ところで、この伊豆長岡に多い古墳(横穴ではなくて)には、どんな人達が葬られていたのでしょうか。畿内の人たちがこの地に入り込む以前からあるお墓ですから、当然、この地で勢力を張っていた実力者のお墓には間違いありません。

伊豆長岡町に駒形古墳というのがありますが、これは、伊豆では最大規模の円墳なのだそうです。ですから「伊豆の王」ともいえる人が葬られたのではないかという人もいます。この古墳の周囲には、もっと小さい、横穴群があるのだそうで、この伊豆の王よりも身分が低い人が埋葬されていたと考えられます。

このうち、北江間にある、横穴群のひとつには、「若舎人(わかとねり)」と彫られた石櫃が発見されているそうです。若舎人とは、皇太子級の役人に仕えた人のことを指しますから、中央の重要人物が本地域で埋葬されたことを示す証拠だと、いう人もいるようです。このほかにも巨大な石棺が発掘されており、古墳時代の有力者が数多く埋葬された墓地であるこ可能性があります。

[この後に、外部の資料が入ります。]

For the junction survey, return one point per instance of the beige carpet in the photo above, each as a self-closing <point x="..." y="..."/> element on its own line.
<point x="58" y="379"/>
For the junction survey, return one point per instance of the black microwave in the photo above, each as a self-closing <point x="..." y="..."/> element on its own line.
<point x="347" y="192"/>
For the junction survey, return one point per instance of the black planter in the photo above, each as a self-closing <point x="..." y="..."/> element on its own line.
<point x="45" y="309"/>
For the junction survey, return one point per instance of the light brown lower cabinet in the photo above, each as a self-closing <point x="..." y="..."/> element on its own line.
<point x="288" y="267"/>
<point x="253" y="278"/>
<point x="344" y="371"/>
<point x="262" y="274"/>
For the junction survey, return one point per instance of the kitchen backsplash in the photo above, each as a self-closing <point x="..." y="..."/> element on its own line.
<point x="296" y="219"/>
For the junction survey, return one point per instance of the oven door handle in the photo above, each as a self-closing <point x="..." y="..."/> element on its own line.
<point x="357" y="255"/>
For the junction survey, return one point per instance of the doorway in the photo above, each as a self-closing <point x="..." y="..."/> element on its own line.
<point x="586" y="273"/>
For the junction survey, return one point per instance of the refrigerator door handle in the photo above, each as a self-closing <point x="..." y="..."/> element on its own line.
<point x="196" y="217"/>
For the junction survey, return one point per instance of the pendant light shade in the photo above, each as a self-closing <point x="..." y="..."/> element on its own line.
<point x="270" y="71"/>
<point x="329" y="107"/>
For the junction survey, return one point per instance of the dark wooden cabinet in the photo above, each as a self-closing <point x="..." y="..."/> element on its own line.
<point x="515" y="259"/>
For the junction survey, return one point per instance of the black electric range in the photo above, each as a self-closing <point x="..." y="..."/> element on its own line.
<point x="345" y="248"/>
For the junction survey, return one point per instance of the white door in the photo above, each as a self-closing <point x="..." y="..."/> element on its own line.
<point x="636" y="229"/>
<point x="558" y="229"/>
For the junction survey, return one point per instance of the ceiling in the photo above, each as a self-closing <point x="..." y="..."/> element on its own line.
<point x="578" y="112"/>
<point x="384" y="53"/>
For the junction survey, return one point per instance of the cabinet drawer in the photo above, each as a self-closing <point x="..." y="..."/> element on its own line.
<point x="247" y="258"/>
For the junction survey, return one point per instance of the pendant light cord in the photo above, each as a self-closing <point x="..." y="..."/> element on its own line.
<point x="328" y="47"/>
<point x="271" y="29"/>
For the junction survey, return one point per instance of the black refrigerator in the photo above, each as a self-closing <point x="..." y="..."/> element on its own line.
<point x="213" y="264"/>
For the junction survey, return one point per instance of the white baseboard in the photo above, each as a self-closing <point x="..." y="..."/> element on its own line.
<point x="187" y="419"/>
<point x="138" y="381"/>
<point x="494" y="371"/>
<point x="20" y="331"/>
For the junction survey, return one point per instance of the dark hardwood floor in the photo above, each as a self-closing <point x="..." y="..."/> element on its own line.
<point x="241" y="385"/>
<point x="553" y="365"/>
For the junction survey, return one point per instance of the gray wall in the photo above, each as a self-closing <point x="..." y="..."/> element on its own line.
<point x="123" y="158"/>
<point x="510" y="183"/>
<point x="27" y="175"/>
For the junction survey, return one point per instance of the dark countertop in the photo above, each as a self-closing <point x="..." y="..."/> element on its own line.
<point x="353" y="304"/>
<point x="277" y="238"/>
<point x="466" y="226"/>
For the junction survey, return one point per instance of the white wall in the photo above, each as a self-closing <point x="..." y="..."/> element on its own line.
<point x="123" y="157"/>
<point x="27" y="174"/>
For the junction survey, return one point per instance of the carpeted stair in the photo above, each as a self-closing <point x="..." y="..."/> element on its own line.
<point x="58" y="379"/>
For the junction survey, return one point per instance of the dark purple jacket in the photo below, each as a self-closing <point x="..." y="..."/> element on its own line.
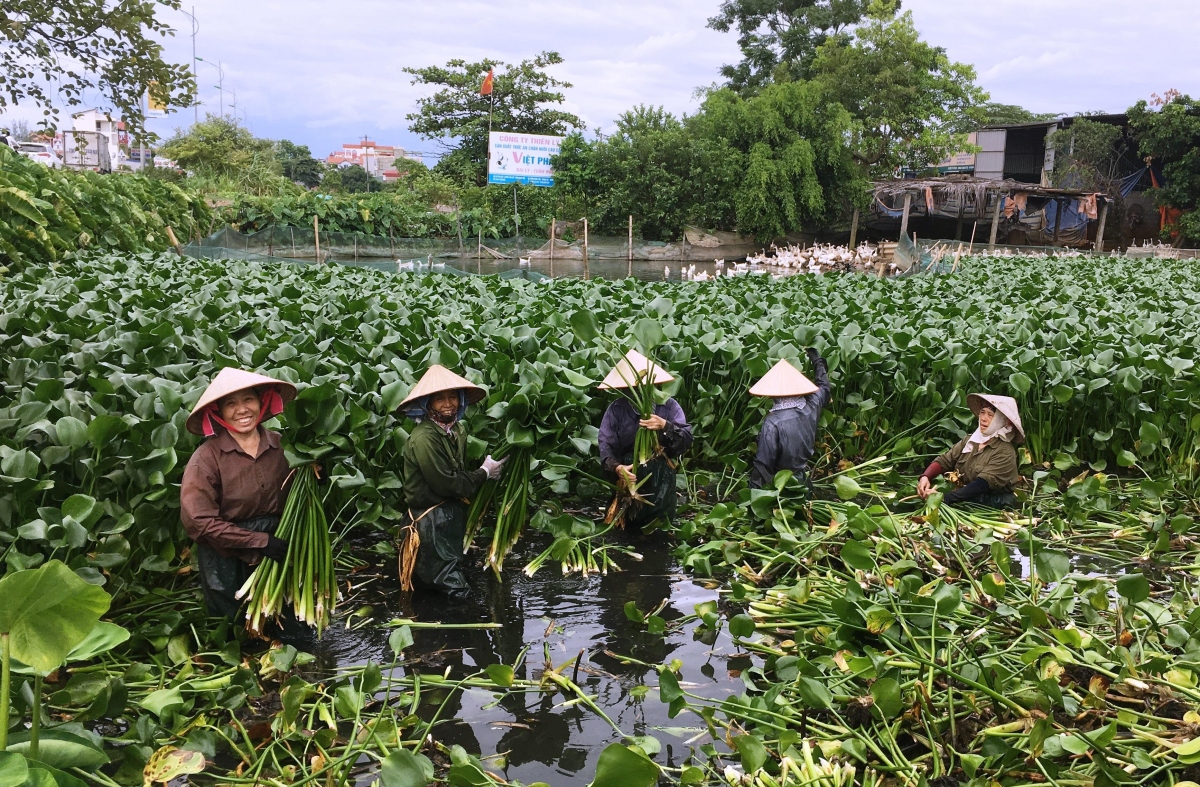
<point x="619" y="426"/>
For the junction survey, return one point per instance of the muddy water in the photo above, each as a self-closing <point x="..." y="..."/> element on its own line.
<point x="540" y="739"/>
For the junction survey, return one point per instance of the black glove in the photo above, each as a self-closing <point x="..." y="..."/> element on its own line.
<point x="276" y="548"/>
<point x="969" y="493"/>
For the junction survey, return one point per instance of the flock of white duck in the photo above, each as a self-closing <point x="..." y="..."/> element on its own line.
<point x="792" y="259"/>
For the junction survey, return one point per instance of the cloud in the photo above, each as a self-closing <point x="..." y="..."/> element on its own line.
<point x="322" y="73"/>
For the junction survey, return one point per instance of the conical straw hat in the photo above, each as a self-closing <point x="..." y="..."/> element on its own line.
<point x="634" y="370"/>
<point x="231" y="380"/>
<point x="1006" y="404"/>
<point x="784" y="379"/>
<point x="437" y="379"/>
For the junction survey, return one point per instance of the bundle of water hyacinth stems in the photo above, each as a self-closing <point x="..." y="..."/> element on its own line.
<point x="306" y="578"/>
<point x="513" y="490"/>
<point x="641" y="394"/>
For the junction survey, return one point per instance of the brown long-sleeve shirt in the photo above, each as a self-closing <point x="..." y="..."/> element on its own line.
<point x="223" y="485"/>
<point x="995" y="462"/>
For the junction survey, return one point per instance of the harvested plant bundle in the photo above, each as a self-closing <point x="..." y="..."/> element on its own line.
<point x="513" y="490"/>
<point x="306" y="578"/>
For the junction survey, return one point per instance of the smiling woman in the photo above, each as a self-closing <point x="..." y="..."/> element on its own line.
<point x="234" y="486"/>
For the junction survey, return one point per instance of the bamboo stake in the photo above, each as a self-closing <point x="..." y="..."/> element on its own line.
<point x="174" y="241"/>
<point x="630" y="271"/>
<point x="316" y="238"/>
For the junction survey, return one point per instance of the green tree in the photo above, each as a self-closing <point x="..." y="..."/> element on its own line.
<point x="997" y="114"/>
<point x="298" y="164"/>
<point x="223" y="157"/>
<point x="779" y="38"/>
<point x="457" y="115"/>
<point x="67" y="50"/>
<point x="1170" y="134"/>
<point x="910" y="102"/>
<point x="357" y="180"/>
<point x="781" y="157"/>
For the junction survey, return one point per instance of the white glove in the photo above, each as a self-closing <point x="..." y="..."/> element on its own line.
<point x="493" y="468"/>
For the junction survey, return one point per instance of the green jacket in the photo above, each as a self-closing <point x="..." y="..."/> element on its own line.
<point x="995" y="463"/>
<point x="436" y="467"/>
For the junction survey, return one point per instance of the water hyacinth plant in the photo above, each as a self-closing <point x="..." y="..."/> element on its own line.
<point x="305" y="581"/>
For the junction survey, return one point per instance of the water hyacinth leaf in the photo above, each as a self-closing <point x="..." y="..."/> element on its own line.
<point x="1133" y="587"/>
<point x="60" y="749"/>
<point x="501" y="674"/>
<point x="163" y="701"/>
<point x="583" y="324"/>
<point x="1051" y="565"/>
<point x="886" y="692"/>
<point x="814" y="694"/>
<point x="13" y="769"/>
<point x="403" y="768"/>
<point x="751" y="752"/>
<point x="623" y="767"/>
<point x="71" y="432"/>
<point x="103" y="428"/>
<point x="648" y="744"/>
<point x="879" y="619"/>
<point x="648" y="334"/>
<point x="669" y="686"/>
<point x="169" y="763"/>
<point x="994" y="584"/>
<point x="48" y="612"/>
<point x="858" y="556"/>
<point x="742" y="626"/>
<point x="400" y="640"/>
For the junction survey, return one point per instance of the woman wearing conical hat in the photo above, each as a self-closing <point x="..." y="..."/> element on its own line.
<point x="438" y="481"/>
<point x="618" y="431"/>
<point x="789" y="433"/>
<point x="984" y="461"/>
<point x="234" y="485"/>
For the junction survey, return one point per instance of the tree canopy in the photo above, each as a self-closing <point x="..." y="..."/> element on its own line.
<point x="779" y="38"/>
<point x="767" y="164"/>
<point x="298" y="163"/>
<point x="61" y="49"/>
<point x="523" y="100"/>
<point x="910" y="102"/>
<point x="1170" y="136"/>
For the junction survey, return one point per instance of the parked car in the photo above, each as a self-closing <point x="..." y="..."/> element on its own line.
<point x="40" y="151"/>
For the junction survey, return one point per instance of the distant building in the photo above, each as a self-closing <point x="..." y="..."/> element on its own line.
<point x="377" y="160"/>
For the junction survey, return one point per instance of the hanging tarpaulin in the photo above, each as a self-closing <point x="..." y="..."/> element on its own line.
<point x="522" y="158"/>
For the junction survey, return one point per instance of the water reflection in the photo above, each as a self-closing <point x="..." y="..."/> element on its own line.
<point x="556" y="617"/>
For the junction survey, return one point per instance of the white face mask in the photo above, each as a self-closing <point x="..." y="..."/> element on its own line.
<point x="1000" y="427"/>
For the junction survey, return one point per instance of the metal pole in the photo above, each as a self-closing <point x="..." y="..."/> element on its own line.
<point x="995" y="222"/>
<point x="196" y="28"/>
<point x="516" y="217"/>
<point x="630" y="271"/>
<point x="1099" y="230"/>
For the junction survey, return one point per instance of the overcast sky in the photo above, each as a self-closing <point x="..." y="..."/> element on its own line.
<point x="322" y="73"/>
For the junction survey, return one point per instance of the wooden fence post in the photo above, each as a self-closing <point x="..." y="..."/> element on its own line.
<point x="316" y="238"/>
<point x="904" y="220"/>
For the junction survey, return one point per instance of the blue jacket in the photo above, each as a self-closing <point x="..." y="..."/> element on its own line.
<point x="789" y="437"/>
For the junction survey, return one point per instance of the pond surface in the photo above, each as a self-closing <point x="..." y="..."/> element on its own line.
<point x="606" y="268"/>
<point x="540" y="738"/>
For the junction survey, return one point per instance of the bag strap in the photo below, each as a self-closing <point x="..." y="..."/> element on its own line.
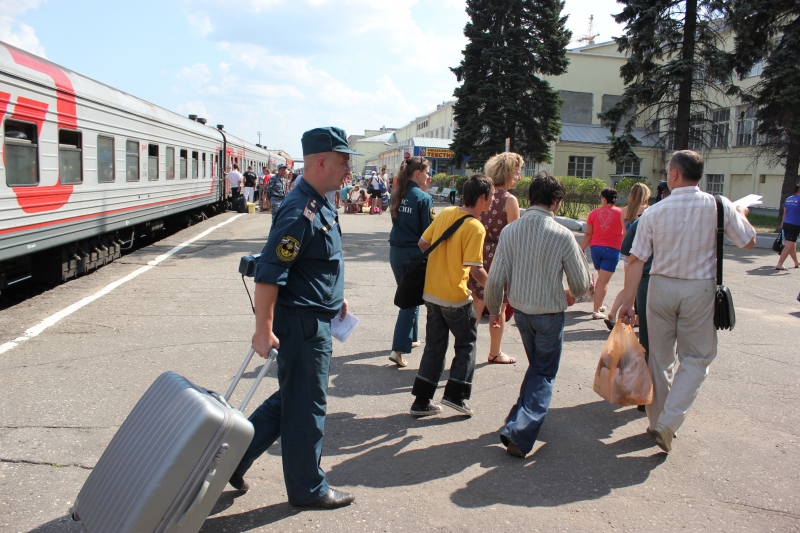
<point x="446" y="235"/>
<point x="720" y="237"/>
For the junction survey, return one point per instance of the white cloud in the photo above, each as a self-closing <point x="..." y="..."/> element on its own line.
<point x="17" y="33"/>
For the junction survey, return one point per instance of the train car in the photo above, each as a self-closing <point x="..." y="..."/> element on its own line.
<point x="86" y="168"/>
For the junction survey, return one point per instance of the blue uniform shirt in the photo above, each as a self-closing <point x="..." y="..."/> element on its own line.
<point x="303" y="255"/>
<point x="413" y="218"/>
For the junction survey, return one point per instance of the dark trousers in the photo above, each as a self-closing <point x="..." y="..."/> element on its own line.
<point x="406" y="328"/>
<point x="441" y="321"/>
<point x="296" y="412"/>
<point x="543" y="337"/>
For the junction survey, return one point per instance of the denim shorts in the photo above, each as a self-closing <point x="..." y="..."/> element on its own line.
<point x="605" y="258"/>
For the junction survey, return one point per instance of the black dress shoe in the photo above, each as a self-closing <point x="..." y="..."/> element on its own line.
<point x="239" y="483"/>
<point x="332" y="499"/>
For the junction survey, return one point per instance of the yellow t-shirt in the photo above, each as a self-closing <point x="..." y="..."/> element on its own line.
<point x="448" y="265"/>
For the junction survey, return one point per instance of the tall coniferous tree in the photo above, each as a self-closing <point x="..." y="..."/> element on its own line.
<point x="768" y="31"/>
<point x="676" y="63"/>
<point x="501" y="96"/>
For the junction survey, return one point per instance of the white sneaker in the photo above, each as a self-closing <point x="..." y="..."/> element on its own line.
<point x="397" y="358"/>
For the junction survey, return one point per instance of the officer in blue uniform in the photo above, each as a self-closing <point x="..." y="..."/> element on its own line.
<point x="299" y="289"/>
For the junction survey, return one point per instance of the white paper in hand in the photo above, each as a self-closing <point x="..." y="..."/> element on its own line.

これらの古墳や横穴群が、後の時代に頭角を現してくる北条氏と関連あるかどうかは、まったくわかっていませんが、この地域に大きな墓が多いということは、この狩野川西岸地域が当時の伊豆の大豪族の本拠地を示すものであることは確かと思われます。

そしてその豪族の王、「伊豆の王」は誰なのか、については、歴史ミステリーということで、いろんな人が研究をされ、諸説をとなえられているようです。

そうした人物がいたという根拠のひとつには、魏志倭人伝に記載された国々で王の存在が書かれているみっつの国、すなわち、卑弥呼の邪馬台国、スサノウの狗奴国、葛城氏の伊都国の三っです。この伊都国こそ、すなわち伊豆の国ではないかというのです。

魏志倭人伝は、3世紀末に書かれた、中国の歴史書で、当時の倭(現在の日本)に、女王が治める邪馬台国を中心とした国が存在し、また女王に属さない国も存在していたことが記されており、その位置や官名、生活様式についての記述が見られるそうです。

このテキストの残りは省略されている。